While investigating them in order to review them I came across a number of facts that point directly to the indication that the teapot set I now own is a Yixing set - these teapot sets are known for being highly collectible - and have been part of upper class and Royalty collections for many years and there are a number of avid collectors .
The set that I now own is completely hand made - one sign that you have acquired an original Yixing teapot or set is the unique markings that some of the tools make in the clay. The set I own is considered a "Purple" set made from dark brown clay from the Yixing area outside of Shanghai and crafted by artisans who take great pride in their craftsmanship.
The making of a Yixing tea set takes awhile - usually the clay is taken from the earth and left to sit for at least a year and then is hammered into a fine powder. Once the artisan receives the clay he then processes it for 2 days before it is considered ready to be crafted into pots and cups. In this particular set you can see fine ridges where tools have hand shaped the clay and inside the teapot itself the "filter" has been hand designed as well.
I have no idea whether or not this particular set has any value to it but I have been searching out the various Yixing pottery and so far have discovered that the $10 deal I got was an exceptional one.
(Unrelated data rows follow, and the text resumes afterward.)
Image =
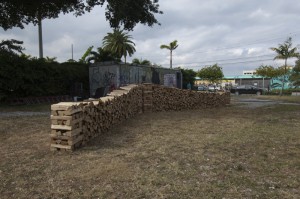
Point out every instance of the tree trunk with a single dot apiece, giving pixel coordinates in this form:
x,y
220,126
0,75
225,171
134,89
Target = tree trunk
x,y
40,35
283,79
170,58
Tea pots alone are sold for anywhere from $10 to upwards of $3, 000 and one Yixing teapot was recently sold at auction for $70, 000 - handcrafted in 1955.
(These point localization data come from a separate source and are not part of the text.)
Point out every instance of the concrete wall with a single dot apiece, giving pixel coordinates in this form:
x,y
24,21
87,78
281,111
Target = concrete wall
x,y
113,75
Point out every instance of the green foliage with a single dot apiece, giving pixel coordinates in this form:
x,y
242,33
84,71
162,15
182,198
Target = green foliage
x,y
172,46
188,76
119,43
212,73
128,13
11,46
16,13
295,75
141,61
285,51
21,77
Yixing clay is known for its exceptional ability to absorb the flavor of the tea and thus Yixing collectors are avid in purchasing one teapot per one type of tea. Although I've not used mine to brew tea yet, the process is as diligent as the making of the pots are - first time use requires you to brew two very strong pots of tea which will be thrown away (not drunk) as it is believed the first two pots are not drinkable. By the third pot the teapot has begun to "season" and as the pot is used it takes on a patina (aging) that makes these pots more collectible as they age.
Yixing teapots have been around since the Sung Dynasty (960-1279) but they didn't become known widely until the Ming Dynasty and not until the late 1600's. Yixing clay comes from the Jiangsu province, the only area in which this particular clay can be found. The most sought after pots are made from the dark brown (Purple) clay although they are also available in a lighter brown and a red (the red takes on that color after firing). The pots are fired in "Dragon Ovens" which get their name because at night you can see these ovens in use appearing like fire breathing dragons hugging the mountains. The Yixing clay gives the teapot and cups a heavier feel to them than those that you might purchase from a "production" house and the exquisite detail and craftsmanship is evident throughout.
The set I have consists of a teapot, sugar bowl (I believe), both with lids, and 7 little cups each with their own saucer. Each piece is marked with a Chop which signifies the name of the artisan I believe - but I've not translated the markings yet. Each of the tops also has a small Chop inside the lid.
I love collecting Oriental items and in particular I love when I learn the history of the piece I've come to possess. When I first purchased these I had no idea that they had any history at all - but now I am pretty certain that I have become unknowingly a collector of these unique and finely crafted teapots and sets that many consider some of the finest tea sets available. I'm very proud to have them in my vast group of collectibles regardless of what they may be worth because for me, they are simply a beautiful indication of the quality and dedication a fine artisan had for his/her work and I find that a far more valuable reason to cherish these than for the dollar value alone.